Other common cutoffs are indicated by more asterisks. It is important to note,
that we can not say that more *
behind an effect mean that this effect has a
higher statistical significance. We have to decide on a level of statistical
significance that we want to test for before we see the results. If we decide on
testing for a significance level of \(5\%\), seeing more than one star then only
means that the effect is also statistically significant at the \(5\%\) level.
Interpreting p-values correctly and not falling into the common pitfalls like the one mentioned above is a topic on its own.

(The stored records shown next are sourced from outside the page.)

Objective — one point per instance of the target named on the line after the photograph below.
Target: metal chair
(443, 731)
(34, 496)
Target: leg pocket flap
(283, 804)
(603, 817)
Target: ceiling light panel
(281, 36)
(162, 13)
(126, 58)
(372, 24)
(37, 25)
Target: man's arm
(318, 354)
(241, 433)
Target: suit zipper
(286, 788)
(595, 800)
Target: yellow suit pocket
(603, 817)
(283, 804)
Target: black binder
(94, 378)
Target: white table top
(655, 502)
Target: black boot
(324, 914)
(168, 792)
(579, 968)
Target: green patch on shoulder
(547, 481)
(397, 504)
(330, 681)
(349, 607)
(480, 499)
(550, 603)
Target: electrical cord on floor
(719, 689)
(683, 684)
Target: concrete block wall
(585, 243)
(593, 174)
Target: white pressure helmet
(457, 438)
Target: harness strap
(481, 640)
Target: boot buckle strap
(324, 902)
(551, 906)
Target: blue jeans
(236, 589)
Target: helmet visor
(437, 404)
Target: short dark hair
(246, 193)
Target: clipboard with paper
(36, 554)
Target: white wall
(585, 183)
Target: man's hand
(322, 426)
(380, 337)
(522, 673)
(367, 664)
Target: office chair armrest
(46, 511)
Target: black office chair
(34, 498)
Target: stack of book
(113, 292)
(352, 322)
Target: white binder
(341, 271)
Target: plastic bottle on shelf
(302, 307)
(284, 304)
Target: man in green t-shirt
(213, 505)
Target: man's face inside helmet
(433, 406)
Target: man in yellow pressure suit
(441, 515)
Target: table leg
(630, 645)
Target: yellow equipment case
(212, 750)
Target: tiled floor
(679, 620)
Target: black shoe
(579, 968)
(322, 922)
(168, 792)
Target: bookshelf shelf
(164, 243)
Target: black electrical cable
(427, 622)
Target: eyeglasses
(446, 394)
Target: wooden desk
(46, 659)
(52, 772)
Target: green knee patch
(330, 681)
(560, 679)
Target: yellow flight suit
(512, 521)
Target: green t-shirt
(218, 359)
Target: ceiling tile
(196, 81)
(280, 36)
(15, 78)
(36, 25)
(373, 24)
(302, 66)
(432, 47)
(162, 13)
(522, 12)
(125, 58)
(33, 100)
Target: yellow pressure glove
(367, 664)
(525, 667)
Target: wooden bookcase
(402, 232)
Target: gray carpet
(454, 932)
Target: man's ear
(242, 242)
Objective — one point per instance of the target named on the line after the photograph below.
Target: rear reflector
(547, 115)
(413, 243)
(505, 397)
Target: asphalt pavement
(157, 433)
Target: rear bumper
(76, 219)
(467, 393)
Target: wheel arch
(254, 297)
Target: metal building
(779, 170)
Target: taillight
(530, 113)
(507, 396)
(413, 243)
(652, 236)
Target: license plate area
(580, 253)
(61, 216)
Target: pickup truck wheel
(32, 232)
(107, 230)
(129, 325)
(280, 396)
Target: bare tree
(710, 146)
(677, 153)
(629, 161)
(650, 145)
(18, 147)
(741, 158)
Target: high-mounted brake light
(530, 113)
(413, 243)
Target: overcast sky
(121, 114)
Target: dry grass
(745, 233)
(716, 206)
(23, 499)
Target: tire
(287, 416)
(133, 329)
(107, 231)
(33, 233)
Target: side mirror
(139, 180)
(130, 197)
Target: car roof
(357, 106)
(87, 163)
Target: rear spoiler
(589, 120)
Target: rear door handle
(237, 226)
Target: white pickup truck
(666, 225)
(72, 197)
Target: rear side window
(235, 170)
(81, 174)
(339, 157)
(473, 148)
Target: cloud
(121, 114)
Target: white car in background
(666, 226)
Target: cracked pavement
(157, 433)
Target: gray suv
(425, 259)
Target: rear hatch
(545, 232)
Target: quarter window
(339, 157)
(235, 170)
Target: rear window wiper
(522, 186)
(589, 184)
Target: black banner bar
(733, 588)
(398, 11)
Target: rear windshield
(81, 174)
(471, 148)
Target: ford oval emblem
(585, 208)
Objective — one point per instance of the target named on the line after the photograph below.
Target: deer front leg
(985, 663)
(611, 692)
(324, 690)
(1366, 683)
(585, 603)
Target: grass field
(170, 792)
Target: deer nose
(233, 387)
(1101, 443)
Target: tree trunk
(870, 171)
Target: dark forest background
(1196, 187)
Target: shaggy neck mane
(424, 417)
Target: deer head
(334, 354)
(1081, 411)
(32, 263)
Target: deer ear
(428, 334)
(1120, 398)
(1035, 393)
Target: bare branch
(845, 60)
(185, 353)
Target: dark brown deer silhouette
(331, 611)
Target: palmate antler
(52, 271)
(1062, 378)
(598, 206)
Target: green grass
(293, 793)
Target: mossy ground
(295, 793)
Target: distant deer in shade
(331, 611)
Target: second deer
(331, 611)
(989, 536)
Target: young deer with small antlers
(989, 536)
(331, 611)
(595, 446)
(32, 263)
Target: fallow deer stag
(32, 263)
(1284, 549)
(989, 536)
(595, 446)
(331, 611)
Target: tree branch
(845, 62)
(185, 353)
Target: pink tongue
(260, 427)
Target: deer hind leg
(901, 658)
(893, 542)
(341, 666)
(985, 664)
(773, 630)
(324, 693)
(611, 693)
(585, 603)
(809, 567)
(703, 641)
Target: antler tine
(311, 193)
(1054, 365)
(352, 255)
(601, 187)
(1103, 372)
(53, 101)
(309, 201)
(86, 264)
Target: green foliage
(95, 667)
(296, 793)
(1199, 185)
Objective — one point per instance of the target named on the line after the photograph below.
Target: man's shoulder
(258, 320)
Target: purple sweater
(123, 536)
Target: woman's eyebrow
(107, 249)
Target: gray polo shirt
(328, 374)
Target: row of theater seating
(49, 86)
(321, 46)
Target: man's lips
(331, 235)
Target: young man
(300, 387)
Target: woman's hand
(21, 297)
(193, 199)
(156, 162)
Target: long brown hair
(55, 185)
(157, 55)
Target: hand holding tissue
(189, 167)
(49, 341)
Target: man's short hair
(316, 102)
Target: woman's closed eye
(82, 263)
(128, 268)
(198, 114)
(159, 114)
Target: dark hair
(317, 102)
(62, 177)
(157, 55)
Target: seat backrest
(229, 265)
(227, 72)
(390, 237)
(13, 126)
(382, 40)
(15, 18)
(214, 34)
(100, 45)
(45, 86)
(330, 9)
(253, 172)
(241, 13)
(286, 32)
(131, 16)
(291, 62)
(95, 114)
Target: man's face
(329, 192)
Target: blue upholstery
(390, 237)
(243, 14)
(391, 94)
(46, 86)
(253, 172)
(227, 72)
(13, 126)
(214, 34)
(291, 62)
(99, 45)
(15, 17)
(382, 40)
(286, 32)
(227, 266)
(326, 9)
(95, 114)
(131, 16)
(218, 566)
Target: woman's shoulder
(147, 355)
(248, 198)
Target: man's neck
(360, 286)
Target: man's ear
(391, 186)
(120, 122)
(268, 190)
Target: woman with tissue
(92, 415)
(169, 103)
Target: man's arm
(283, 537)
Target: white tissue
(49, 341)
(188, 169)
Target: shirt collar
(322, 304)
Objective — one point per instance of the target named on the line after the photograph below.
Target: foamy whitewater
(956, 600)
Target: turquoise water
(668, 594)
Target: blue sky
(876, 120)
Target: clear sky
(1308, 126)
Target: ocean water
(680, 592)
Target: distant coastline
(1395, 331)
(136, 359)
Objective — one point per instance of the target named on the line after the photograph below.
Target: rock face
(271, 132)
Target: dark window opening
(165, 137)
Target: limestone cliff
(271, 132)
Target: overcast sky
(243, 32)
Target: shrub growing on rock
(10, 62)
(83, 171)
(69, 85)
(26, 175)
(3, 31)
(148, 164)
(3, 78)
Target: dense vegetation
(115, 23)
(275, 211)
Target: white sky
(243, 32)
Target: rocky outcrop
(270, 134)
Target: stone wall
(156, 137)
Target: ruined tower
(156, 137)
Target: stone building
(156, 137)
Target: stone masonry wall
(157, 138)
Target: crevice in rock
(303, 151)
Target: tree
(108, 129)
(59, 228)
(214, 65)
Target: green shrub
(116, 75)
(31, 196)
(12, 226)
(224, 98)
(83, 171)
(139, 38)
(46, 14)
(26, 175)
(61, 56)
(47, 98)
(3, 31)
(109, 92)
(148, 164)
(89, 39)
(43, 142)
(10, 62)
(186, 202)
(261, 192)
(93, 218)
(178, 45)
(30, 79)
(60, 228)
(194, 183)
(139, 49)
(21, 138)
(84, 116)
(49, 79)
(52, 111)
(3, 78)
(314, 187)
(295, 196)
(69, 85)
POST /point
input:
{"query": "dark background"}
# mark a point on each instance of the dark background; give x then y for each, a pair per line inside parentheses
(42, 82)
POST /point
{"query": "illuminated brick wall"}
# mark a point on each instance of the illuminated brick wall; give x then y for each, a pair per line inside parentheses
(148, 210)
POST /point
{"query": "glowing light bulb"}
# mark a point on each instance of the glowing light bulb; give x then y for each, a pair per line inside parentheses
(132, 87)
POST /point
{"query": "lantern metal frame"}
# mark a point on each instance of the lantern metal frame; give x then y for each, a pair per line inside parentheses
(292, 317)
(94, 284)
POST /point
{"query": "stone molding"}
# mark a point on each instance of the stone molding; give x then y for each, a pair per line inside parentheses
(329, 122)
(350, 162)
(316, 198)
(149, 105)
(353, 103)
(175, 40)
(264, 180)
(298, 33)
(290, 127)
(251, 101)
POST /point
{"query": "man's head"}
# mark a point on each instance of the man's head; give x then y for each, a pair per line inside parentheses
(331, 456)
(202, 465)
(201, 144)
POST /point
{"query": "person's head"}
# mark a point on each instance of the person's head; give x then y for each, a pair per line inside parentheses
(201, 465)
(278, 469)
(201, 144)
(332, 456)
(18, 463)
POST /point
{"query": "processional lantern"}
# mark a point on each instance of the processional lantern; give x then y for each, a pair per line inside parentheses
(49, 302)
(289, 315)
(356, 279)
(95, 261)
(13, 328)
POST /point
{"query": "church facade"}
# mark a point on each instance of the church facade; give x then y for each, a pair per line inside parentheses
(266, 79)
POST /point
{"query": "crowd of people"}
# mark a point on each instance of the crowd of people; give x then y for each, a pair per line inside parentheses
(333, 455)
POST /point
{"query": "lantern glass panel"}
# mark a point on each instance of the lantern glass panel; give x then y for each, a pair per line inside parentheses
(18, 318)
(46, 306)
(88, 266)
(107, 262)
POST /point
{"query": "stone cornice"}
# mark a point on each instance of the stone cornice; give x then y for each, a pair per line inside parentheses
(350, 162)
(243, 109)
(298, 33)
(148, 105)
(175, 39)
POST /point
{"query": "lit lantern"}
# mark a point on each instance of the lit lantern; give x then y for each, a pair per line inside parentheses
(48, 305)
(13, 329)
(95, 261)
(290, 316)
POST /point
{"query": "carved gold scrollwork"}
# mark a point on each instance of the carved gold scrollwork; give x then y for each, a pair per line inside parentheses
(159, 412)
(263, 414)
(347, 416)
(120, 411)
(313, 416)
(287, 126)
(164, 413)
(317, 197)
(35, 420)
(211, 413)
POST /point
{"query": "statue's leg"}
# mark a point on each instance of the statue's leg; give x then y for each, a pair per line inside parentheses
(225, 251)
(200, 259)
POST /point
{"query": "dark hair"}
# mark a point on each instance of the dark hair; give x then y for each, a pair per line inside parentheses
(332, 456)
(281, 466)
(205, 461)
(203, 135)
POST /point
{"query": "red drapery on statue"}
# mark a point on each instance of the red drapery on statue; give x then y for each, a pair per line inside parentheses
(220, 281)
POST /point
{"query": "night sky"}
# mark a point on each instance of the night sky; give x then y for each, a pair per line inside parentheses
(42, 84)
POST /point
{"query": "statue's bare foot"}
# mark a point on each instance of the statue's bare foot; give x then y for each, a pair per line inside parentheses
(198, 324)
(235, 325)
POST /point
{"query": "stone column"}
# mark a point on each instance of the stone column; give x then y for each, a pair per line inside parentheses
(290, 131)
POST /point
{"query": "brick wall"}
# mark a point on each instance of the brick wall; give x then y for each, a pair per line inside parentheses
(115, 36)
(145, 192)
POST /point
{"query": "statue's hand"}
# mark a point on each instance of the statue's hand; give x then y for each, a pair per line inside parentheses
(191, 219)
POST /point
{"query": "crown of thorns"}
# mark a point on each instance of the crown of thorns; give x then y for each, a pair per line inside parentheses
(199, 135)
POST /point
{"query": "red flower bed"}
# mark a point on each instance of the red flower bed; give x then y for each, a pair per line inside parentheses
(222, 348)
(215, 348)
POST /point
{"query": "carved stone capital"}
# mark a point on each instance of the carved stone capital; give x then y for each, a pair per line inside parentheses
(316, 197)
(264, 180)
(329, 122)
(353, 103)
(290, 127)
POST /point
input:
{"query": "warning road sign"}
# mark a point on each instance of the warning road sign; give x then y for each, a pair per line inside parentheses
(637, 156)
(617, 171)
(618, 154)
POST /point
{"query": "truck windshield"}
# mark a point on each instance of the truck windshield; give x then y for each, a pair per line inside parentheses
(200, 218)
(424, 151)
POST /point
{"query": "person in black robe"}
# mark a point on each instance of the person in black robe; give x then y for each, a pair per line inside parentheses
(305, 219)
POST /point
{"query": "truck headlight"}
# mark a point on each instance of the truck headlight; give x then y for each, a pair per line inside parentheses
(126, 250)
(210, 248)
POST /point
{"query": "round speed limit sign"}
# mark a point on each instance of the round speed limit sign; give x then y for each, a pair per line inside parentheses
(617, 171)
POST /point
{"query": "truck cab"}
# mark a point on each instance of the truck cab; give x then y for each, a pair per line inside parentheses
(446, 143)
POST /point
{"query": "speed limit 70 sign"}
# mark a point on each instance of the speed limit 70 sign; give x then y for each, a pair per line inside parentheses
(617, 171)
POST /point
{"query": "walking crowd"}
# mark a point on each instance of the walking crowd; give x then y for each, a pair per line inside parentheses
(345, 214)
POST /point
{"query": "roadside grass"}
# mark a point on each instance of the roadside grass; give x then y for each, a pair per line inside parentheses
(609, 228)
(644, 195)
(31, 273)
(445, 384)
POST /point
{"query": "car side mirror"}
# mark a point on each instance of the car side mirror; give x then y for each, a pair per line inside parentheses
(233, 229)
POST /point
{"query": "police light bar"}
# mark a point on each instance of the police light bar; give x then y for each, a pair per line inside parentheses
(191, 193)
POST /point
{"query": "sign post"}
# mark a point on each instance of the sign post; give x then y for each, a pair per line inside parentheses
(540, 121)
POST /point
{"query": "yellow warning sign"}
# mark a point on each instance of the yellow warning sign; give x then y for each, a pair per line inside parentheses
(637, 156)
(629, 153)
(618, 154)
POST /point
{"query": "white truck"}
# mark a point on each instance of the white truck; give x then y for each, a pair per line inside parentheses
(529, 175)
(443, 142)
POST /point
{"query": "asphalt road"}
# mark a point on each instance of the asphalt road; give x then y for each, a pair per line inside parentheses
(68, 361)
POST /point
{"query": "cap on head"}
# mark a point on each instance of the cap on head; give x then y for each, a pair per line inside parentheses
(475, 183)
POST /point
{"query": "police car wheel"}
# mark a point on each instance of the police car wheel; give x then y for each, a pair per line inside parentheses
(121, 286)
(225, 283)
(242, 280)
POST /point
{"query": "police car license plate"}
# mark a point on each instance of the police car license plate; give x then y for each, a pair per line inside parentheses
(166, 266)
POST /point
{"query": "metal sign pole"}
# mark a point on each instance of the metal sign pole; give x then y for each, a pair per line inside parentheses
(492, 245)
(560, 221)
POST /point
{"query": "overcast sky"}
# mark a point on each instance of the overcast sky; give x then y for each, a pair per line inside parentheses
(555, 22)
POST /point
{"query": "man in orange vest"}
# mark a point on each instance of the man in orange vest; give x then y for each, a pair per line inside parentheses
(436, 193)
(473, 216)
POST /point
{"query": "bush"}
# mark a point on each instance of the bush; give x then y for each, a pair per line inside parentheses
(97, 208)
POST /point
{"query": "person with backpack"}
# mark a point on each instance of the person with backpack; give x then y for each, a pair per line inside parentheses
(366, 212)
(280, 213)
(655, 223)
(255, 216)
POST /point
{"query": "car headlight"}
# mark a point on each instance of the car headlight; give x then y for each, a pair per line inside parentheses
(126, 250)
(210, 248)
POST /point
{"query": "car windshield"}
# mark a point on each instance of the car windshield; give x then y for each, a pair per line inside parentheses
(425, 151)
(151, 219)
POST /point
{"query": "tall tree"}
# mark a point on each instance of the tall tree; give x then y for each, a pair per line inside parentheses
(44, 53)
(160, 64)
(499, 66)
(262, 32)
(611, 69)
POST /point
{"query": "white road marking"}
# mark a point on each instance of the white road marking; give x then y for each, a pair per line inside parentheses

We do not have the time to dive into this here, so for now we can agree that p-values below \(0.05\) indicate that we can reject \(H_0\) and thus conclude that we have actually observed an effect. Still, our interpretation of regression results should not focus solely on p-values or lead us to disregard any effects that did not meet the cutoff. For example, we can have very small p-values for effects that are so small that they are substantially irrelevant. One way to address this is to inspect the actual magnitudes of the effects. On the other hand, we can have p-values larger than \(0.05\) for effects that are still relevant. Maybe the problem is not that there is no effect but that we were not able to measure the variable in question precisely enough or that we just did not have enough observations. We can not go any deeper than this here, but we should remember that the practice of declaring every effect with stars a win, or even with more stars a bigger win, and disregarding everything without them may still be common but is not the way to go forward.
In our model, we can see that the effect of interest is statistically
significant. We can thus conclude, that we have observed an actual effect
from hours
on grade
. Our estimate is large enough and our standard error
small enough to reach this conclusion.
6.5 Moving on
We have attained an estimate for our effect of interest which supports our hypotheses that investing more hours into writing a paper leads to better grades. So can we wrap a bow on the question and move on to finally figuring out what is going on in our NBA data? Almost, but not yet. We still do not know, if our model actually works as intended. Linear regression, as well as every other modelling technique, has some underlying statistical assumptions that we have to meet for the model to accurately estimate an effect. In the next session we will get to know these assumptions and how we can test for them.